Rivera grew up in Long Beach, attending Long Beach Poly but having to finish her GED in continuation school because she became pregnant as a teenager. Nevertheless, she found massive success in Mexican regional music, and has spent the past five years creating a second career as a media and business mogul–the latter through wise investments in real estate, beauty salons, and makeup lines, the former with two reality shows based on the lives of her and her daughters.

And she was just about to make her mark on the rest of America; last week, it was announced that Rivera had signed on with ABC to star in a comedy that, as Deadline.com put it, would have “Rivera as a strong, middle-class, single Latina woman working to raise a
family using unique parenting skills, while struggling to run a family
business and navigate her extended, co-dependent relatives — all while
fighting the cultural perception that she needs a man to do it.”

In other words, the story of her magnificent, inspiring life.

UPDATE, 7:18 P.M.: Authorities have confirmed that the plane Rivera was riding on crashed south of Monterrey, Mexico, where Jenni had just done a concert. Seven people were on board, with no survivors, but no other members of Rivera's immediate family.
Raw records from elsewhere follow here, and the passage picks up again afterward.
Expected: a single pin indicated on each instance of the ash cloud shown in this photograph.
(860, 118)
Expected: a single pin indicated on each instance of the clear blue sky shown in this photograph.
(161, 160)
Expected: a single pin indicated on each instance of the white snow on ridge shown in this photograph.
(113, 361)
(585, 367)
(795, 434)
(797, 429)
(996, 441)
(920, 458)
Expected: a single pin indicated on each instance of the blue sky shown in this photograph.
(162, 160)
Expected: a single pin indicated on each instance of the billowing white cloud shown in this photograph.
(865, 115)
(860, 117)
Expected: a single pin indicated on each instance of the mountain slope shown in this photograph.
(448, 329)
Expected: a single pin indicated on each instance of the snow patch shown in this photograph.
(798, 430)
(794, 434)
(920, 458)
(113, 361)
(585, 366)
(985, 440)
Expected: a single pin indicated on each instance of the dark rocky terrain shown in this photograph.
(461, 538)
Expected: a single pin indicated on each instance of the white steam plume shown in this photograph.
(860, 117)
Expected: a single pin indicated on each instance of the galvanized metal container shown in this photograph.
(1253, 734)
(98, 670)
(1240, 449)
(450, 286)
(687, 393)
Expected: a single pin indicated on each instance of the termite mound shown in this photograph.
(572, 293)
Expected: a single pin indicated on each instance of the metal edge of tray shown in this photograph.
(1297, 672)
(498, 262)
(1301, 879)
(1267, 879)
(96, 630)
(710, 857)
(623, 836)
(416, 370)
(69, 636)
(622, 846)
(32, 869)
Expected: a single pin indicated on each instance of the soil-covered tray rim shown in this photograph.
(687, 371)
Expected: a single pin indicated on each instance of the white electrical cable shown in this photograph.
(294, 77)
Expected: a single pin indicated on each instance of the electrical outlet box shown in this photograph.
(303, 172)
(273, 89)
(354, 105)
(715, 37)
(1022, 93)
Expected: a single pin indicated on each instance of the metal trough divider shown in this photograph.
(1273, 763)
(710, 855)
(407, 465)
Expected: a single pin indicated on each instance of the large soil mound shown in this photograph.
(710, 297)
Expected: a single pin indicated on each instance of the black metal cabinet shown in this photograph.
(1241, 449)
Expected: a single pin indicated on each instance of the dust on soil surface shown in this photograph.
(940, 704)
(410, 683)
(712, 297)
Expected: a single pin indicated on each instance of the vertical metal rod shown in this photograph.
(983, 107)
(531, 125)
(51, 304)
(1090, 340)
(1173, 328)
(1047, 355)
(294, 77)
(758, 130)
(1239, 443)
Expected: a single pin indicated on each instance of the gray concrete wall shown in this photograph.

Both La Raza 97.9 and Que Buena 105.5 are playing wall-to-wall Rivera songs at their stations. Our pal and mentor Tony Ortega posted a story he did for the defunct New Times LA back in 2002.

As I wrote earlier, I had the chance to interview Jenni twice–once, in 2003, when I was starting my reporting career in earnest, and in 2009 for Latina Magazine (interview not online, alas). She remembered my original interview, saying it was one of her favorites, and I remember her telling me during our interview at the Fonovisa offices in Woodland Hills that she was thrilled to be interviewed by Latina, which was a magazine she loved but which she felt didn't cover enough mexicanas like her.

Later on, Latina would place her and her daughter on their cover in 2011–the magazine, like me, realized what a force of nature she was, a force now up in heaven. Our thoughts and prayers are with Rivera's family–and another musician is taken too soon from us.